2 days ago. October 13, 2024 at 2:32 PM
Let's examine my need for attention. I always have this need for attention. It feels like a persistent pull, almost like a nagging feeling that won’t quite go away unless it’s been soothed recently. The days drag on as I feel like I’m the doll waiting in the corner for his attention. The quiet moments feel longer, and I often catch myself checking my phone alot more than I should be, he’s just busy with his life. I know it’s not healthy to rely so much on one person for validation or comfort, but at the same time, that attention feels so important to me. It’s something I crave deeply, and when it’s not immediately there, I find myself struggling to focus on other things. I’ve tried to put more effort into finding a vanilla friend, someone I can hang out with outside of our dynamic, but it’s been tough. Building those connections takes time, and I guess I’m just not feeling very patient these days. I am going to try to funnel this into some knitting today. One of the things I used to love doing was knitting.
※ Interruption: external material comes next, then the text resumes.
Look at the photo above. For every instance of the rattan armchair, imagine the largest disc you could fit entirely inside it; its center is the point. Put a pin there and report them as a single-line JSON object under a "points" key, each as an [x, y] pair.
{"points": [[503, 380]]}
It used to be a peaceful, creative outlet for me, something that could calm my mind and keep my hands busy. But lately, I haven’t been able to get into it. Instead, I’m always looking for that attention. It’s like my mind is too preoccupied to enjoy what used to bring me so much peace.
Today, though, I’m going to try something different. I’m going to make a conscious effort to funnel this need for attention into something more productive like knitting. Maybe if I can immerse myself in the rhythm of the stitches, I’ll be able to calm that restless part of me. It won't be easy to quiet the pain in my heart.